In the Tall Grass – Late 2019
Based on the novella by Stephen King and Joe Hill, In the Tall Grass follows a brother and sister driving through rural Kansas on a road trip. When they stop to investigate cries for help, they find themselves lost in a field of, you guessed it, tall grass. Directed by Vincenzo Natali (Cube, Splice), and based on King and Hill’s story, you can expect things to get weird. The film stars Patrick Wilson and Rachel Wilson.
These films currently have no release date but are expected to arrive in 2019:
3 From Hell
This highly anticipated follow up to The Devil’s Rejects is going to be a very different experience, while still reuniting fans with the surviving members of the Firefly clan. Do we really need to know anything else? Take my money now, please.
Body at Brighton Rock
Written and directed by Roxanne Benjamin (Southbound), this survival thriller follows an inexperienced park ranger as she’s stuck guarding a dead body overnight on a remote mountain trail until authorities can arrive. It causes her to confront her deepest, darkest fears.
Written and directed by Larry Fessenden, Depraved looks to be a new, twisted take on the Frankenstein story. In it, a field surgeon suffering from PTSD makes a man out of body parts and brings him to life, but this is Fessenden at the helm, so we know there’s much more to it than meets the eye.
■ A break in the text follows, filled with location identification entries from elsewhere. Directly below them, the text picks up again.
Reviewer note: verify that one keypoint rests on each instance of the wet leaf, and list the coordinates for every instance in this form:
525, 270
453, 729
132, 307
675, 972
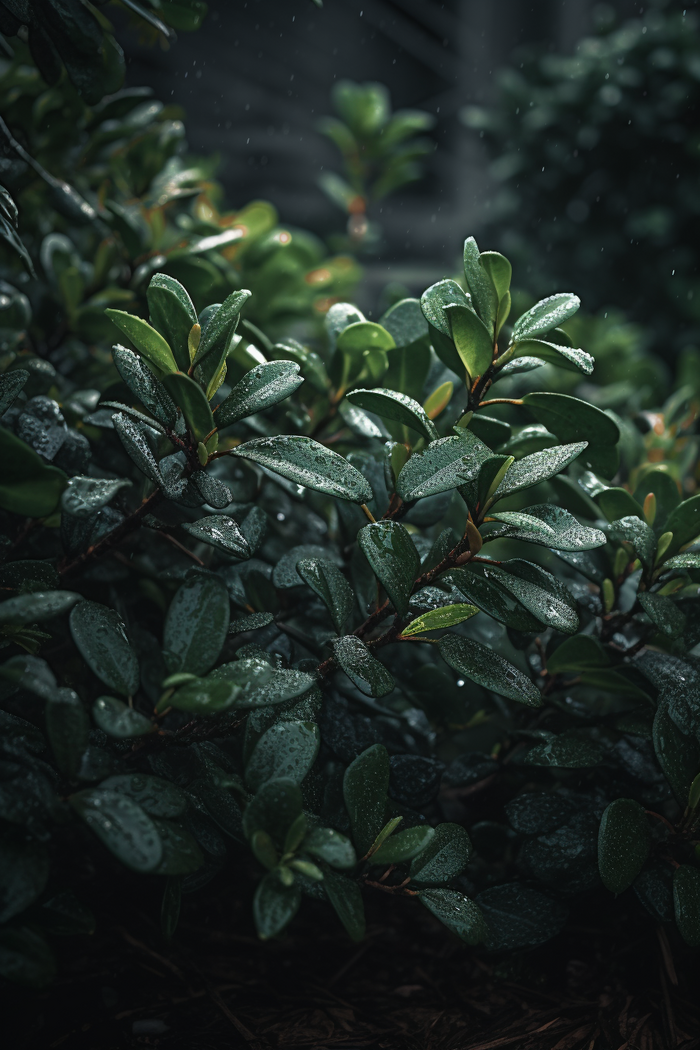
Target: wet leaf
445, 856
364, 670
488, 669
460, 914
262, 386
100, 634
438, 620
624, 839
306, 462
365, 786
220, 531
394, 559
118, 719
122, 825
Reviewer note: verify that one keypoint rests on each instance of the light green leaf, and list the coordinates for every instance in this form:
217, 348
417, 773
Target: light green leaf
309, 463
488, 669
149, 342
100, 634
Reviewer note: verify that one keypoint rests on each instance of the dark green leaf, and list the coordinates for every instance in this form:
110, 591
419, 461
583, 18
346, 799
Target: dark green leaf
346, 900
365, 785
196, 625
274, 905
288, 749
173, 314
444, 464
326, 581
686, 903
123, 826
445, 856
546, 315
391, 404
100, 634
262, 386
67, 728
36, 607
394, 559
309, 463
624, 839
364, 670
489, 670
118, 719
458, 912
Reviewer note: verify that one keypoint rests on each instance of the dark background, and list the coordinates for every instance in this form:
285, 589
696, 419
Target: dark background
258, 75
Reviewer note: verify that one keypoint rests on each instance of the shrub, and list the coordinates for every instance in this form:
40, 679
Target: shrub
596, 159
301, 608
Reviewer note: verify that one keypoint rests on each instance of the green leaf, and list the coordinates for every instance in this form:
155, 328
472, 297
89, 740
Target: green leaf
11, 385
219, 531
546, 315
196, 625
326, 581
118, 719
273, 810
100, 634
394, 559
122, 825
460, 914
624, 839
365, 786
445, 856
572, 419
684, 523
391, 404
617, 503
332, 846
473, 342
143, 384
565, 357
580, 653
173, 314
364, 670
346, 900
403, 846
219, 326
677, 753
287, 750
489, 670
38, 606
445, 464
484, 294
29, 487
639, 536
68, 729
565, 753
149, 342
541, 466
190, 397
306, 462
686, 903
262, 386
549, 526
275, 905
539, 592
663, 612
438, 620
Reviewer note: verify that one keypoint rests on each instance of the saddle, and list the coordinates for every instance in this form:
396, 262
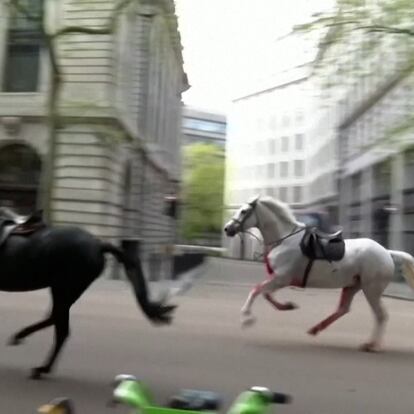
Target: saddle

To be released on Netflix, Ciaran Foy (Citadel, Sinister 2) directs this supernatural story about a young boy battling an auto-immune disorder while stuck in a house that might be haunted. Eli stars Kelly Reilly, Lili Taylor, and Sadie Sink.
Robert Eggers follow up to The Witch is another period piece, this time set in 1890 Nova Scotia. It’s about an aging lighthouse keeper named Old, and stars Willem Dafoe and Robert Pattinson. That’s really all we have to go on, other than the actors reported that their time on set was one of the most grueling experiences. So, you can bet we’re very curious.
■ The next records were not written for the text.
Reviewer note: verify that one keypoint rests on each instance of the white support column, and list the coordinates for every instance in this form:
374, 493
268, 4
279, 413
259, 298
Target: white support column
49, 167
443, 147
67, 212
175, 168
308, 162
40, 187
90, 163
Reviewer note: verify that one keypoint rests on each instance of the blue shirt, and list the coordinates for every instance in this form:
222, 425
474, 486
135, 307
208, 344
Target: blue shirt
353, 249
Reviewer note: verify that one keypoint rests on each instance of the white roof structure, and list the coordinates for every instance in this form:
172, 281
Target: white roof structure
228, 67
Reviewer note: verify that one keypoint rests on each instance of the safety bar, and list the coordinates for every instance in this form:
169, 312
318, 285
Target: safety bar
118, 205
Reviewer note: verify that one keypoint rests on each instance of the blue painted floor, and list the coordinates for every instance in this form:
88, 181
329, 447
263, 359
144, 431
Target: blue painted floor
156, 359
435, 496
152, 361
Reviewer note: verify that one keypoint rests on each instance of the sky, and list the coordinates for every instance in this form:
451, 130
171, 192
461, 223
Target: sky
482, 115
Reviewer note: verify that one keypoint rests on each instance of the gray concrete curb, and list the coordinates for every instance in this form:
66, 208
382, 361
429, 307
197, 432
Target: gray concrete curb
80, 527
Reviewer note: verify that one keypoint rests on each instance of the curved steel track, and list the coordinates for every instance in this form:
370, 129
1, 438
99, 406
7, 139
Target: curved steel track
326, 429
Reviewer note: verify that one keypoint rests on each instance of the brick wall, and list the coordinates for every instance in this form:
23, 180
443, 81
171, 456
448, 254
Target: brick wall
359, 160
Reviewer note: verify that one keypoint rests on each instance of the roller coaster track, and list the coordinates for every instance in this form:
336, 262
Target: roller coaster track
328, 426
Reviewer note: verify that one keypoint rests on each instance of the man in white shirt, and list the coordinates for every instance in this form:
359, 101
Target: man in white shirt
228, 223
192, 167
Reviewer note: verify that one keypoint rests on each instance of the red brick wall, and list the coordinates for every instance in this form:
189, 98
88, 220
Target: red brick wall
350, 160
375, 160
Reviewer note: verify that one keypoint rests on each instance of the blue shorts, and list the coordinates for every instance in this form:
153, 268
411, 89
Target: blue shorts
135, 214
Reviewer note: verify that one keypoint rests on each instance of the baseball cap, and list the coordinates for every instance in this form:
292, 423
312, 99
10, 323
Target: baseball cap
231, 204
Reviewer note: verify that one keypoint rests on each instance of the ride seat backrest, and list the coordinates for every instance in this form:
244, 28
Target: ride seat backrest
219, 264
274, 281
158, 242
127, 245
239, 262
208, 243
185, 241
What begins as a summer road trip movie for a young woman and her boyfriend turns into an absolute nightmare as the couple falls prey to a Pagan cult in Sweden. Oh yeah, and it’s Ari Aster’s immediate follow up to Hereditary. So, we want Midsommar in our eye holes immediately, please.
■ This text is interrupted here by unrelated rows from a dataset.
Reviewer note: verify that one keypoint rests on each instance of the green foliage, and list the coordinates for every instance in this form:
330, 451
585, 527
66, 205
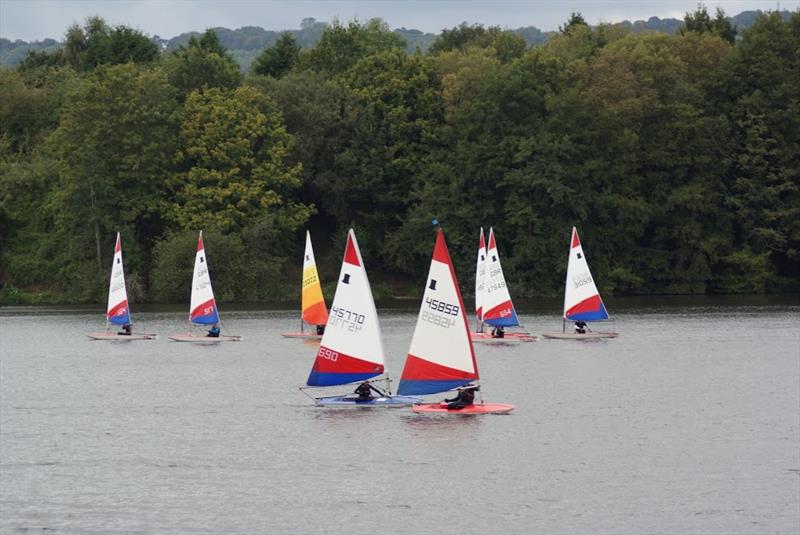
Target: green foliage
575, 21
506, 44
241, 265
278, 60
202, 63
94, 44
234, 151
115, 144
701, 22
676, 156
340, 46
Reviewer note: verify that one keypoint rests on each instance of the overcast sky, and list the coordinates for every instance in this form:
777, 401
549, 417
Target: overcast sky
37, 19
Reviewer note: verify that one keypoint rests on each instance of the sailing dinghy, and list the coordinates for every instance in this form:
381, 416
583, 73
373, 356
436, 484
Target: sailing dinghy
351, 350
582, 301
441, 356
492, 300
117, 312
312, 304
203, 309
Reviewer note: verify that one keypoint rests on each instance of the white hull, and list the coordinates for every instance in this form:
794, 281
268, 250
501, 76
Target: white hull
577, 336
121, 337
202, 339
509, 337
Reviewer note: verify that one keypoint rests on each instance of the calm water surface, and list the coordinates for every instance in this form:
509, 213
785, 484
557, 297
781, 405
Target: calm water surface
688, 423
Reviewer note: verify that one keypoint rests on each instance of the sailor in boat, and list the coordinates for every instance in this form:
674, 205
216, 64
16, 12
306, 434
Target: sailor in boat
365, 390
213, 332
464, 398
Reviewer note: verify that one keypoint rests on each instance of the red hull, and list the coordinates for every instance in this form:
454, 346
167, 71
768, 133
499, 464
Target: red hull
487, 408
509, 337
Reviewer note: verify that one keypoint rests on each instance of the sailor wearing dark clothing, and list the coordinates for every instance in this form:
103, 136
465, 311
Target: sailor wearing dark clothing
465, 397
364, 391
498, 332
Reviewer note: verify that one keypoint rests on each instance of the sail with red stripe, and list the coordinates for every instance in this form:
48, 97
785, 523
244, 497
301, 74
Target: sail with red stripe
117, 311
480, 277
351, 349
582, 301
498, 310
441, 356
203, 308
312, 302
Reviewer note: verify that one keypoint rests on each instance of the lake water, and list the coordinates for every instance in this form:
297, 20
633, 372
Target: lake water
687, 423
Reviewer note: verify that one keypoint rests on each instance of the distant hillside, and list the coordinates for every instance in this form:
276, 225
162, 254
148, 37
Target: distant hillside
247, 42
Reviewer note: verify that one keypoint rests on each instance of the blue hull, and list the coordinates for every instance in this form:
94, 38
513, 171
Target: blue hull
350, 401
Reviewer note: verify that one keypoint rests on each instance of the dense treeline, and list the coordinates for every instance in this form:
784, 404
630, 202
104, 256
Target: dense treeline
676, 156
A remake of David Cronenberg’s original 1977, with Sylvia Soska and Jen Soska at the helm, Rabid sees central character Rose (Laura Vandervoort) aspiring to become a fashion designer until a gruesome accident leaves her so horribly disfigured that she turns to an experimental, untested treatment. As a result, it alters her personality from shy to extroverted, but it also comes with some horrific side effects.
What are you looking forward to in 2019?